El «gemelo» de Parolin llega a Washington
Hay un detalle que no ha pasado desapercibido en los círculos diplomáticos vaticanos: Caccia y el actual secretario de Estado, el Cardenal Pietro Parolin, fueron consagrados obispos el mismo día, el 12 de septiembre de 2009, por Benedicto XVI, antes de recibir sus respectivas nunciaturas, Caccia en Líbano y Parolin en Venezuela. Hasta entonces, los dos ocupaban posiciones clave en el corazón de la Curia: Caccia como assessore para los asuntos generales; Parolin como subsecretario para las relaciones con los Estados. A ambos los vinculaba además la pertenencia a Villa Nazareth, el influyente centro cultural romano ligado al Cardenal Achille Silvestrini.
Esa estrecha afinidad adquiere relieve en el contexto actual. Según informa La Nuova Bussola, Caccia llega a Washington en un momento de notable tensión entre la Santa Sede y la administración Trump. Parolin ha criticado públicamente el planteamiento del Board of Peace impulsado por el ejecutivo republicano y ha denunciado lo que describió como un «venir a menos del derecho internacional» en referencia a la intervención en Irán.
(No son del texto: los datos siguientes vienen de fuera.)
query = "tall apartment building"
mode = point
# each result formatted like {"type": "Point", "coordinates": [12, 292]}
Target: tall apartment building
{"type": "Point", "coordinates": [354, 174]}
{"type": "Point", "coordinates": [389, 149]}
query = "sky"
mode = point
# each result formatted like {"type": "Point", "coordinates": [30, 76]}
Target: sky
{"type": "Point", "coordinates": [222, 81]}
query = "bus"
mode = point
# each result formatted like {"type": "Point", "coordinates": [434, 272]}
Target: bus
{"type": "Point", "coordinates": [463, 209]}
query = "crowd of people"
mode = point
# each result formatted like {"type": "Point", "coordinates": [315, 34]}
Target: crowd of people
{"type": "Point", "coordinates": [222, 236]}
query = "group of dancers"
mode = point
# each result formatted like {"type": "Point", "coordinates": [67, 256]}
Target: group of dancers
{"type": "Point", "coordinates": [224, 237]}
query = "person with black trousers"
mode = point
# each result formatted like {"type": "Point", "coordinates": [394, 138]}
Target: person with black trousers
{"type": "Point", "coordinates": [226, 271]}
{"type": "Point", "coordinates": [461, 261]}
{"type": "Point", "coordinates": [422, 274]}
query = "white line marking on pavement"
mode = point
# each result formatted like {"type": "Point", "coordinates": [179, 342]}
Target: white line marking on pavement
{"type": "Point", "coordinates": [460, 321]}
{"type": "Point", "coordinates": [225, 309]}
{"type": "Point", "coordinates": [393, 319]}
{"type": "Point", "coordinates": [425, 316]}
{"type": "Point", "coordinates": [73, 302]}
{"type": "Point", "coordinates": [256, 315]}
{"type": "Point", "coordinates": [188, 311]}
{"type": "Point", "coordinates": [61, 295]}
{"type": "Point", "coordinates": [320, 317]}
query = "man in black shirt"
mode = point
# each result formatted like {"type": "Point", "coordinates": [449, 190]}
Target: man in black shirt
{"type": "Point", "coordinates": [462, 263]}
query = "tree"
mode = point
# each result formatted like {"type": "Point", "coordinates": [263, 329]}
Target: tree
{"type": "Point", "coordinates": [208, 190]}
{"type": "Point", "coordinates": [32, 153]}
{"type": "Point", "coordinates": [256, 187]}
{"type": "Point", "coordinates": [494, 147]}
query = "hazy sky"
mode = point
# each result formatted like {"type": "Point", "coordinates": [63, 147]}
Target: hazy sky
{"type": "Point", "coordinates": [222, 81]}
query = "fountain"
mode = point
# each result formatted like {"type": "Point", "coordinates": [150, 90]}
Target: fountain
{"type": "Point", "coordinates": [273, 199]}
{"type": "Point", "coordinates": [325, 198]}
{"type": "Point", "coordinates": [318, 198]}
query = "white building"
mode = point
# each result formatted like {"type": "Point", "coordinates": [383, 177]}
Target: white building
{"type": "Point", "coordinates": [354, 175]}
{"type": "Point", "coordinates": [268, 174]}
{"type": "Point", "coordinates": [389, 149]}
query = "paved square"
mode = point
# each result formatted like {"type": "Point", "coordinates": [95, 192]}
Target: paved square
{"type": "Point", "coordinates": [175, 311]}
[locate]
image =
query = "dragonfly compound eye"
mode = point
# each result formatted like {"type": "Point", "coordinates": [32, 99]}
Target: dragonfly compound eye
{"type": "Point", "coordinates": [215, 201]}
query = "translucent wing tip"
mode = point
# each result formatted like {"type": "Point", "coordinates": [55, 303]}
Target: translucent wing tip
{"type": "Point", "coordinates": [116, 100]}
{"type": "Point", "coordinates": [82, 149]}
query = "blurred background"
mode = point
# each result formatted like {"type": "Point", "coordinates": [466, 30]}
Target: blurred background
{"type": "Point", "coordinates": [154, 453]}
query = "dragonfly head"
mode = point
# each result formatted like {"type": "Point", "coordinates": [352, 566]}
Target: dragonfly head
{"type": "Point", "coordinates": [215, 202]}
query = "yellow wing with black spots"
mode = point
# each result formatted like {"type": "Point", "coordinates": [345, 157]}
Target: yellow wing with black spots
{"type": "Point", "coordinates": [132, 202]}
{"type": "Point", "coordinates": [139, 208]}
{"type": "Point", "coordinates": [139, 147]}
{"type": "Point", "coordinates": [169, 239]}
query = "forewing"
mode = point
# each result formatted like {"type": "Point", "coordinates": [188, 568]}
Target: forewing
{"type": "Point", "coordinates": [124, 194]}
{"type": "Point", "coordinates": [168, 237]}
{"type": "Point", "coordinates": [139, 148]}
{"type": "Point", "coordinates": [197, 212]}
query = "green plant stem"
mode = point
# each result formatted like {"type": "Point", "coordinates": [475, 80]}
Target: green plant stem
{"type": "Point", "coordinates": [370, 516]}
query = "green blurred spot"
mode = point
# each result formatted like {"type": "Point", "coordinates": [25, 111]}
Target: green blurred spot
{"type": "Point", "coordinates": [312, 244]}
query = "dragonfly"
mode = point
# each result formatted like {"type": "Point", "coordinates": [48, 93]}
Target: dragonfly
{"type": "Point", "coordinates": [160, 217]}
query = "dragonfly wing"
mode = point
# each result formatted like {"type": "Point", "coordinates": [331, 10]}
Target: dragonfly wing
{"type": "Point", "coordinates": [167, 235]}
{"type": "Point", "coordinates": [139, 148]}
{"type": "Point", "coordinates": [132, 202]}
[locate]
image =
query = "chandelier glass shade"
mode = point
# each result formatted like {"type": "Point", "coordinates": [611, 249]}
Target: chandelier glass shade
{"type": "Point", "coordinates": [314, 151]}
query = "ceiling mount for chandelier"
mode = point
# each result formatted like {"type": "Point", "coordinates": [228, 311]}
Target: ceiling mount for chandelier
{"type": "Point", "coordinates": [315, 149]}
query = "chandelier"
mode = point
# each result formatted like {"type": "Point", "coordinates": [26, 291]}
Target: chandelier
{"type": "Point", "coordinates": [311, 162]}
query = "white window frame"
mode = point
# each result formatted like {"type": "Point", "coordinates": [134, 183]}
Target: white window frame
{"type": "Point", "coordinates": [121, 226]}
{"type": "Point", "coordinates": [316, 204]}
En este marco, la designación de un prelado considerado próximo al secretario de Estado convierte a Caccia en figura clave para las relaciones diplomáticas bilaterales, también en la delicada cuestión de la propuesta de candidatos al episcopado estadounidense.
La misma publicación italiana señala que Villa Nazareth ha sido históricamente favorable al diálogo entre la Santa Sede y la República Popular China, uno de los asuntos más sensibles para el catolicismo norteamericano y fuente de fricción entre Roma y la administración republicana desde los tiempos de Mike Pompeo.
«Alegría y aprensión»
El propio Caccia expresó en un comunicado la mezcla de gratitud y conciencia del peso de la misión recibida: «Honrado y profundamente humilde por la decisión del Santo Padre de nombrarme nuncio apostólico en el país y en la Iglesia donde él mismo nació y se crió, recibo esta misión con alegría y con un sentido de aprensión, consciente de la gran confianza depositada en mí y de mis propias limitaciones, aunque confiado en el apoyo orante y la guía de Su Santidad».
El presidente de la Conferencia de Obispos Católicos de los Estados Unidos, el Arzobispo Paul Coakley, dio la bienvenida al nombramiento en nombre del episcopado: «Deseo expresarle nuestra más calurosa bienvenida y nuestro apoyo en oración mientras desempeña sus responsabilidades por todo el país, y esperamos con ilusión trabajar con él». Coakley agradeció también al Cardenal Pierre «su servicio como nuncio en los Estados Unidos durante casi una década».